NEAF Lecture: The Iron Age Megacity on Kerkenes Dağ
Joseph (Seppi) Lehner | Amanda Dusting
The Iron Age Megacity on Kerkenes Dağ
After the collapse of the Hittite Empire in central Anatolia ca. 1200 BC, a new political order emerged over several centuries in the Iron Age. Archaeologists refer to this as Phrygia, with famous sites like Gordion producing fascinating discoveries that brought to light this elusive society. Evolving out of an environment of intense regional geopolitical conflict, a massive new urban foundation was built on low rising mountain of Kerkenes Dağ in eastern Central Anatolia. Founded sometime in the late 7th/early 6th century BC, this 270 hectare megacity with 7.5kms of city walls – perhaps the largest pre-Hellenistic city in Anatolia – was completely destroyed and abandoned a few generations later in ca. 540 BC. Nearly 30 years of research at the site, including extensive subsurface remote sensing, targeted excavation, and agent-based simulations, have revealed subtleties of everyday life and monumentality that every year provide surprises. This talk will describe on-going research at the site – including most results from our 2022 campaign – to highlight how the city developed and was likely destroyed; how trade and war structured urban life at the city; and, how Kerkenes represents now a prime example of how the evolution of urban societies is a varied and oftentimes unsuccessful process
Joseph (Seppi) Lehner is an anthropological archaeologist who specializes in early complex societies of southwestern Asia. Seppi is co-director of the Kerkenes Project and currently an Australian Research Council DECRA Fellow at the University of Sydney. He finished his PhD at the UCLA Cotsen Institute of Archaeology and is a past Alexander von Humboldt German Chancellor Fellow at the University of Tübingen and a Senior Fellow at the Research Center for Anatolian Civilizations at Koç University in Istanbul. He also directs field projects elsewhere in Turkey and Oman.

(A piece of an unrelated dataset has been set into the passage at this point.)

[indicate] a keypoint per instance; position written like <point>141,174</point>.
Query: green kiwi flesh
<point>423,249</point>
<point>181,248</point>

Amanda Dusting is a graduate of the University of Sydney, she did her PhD in Near Eastern Archaeology on the Achaemenid Architecture of Qal’eh Kali, Fars Province, Iran. Amanda has excavated extensively in the Near East and Mediterranean and she is currently a freelance Excavation Director for Historical sites in Australia. She has an ongoing involvement with training Iraqi heritage professionals in Iraqi Kurdistan for the British Museum as part of the Iraq Emergency Training Scheme. Most recently Amanda was part of the Kerkenes Dag 2022 field season with the University of Central Florida as a trench supervisor.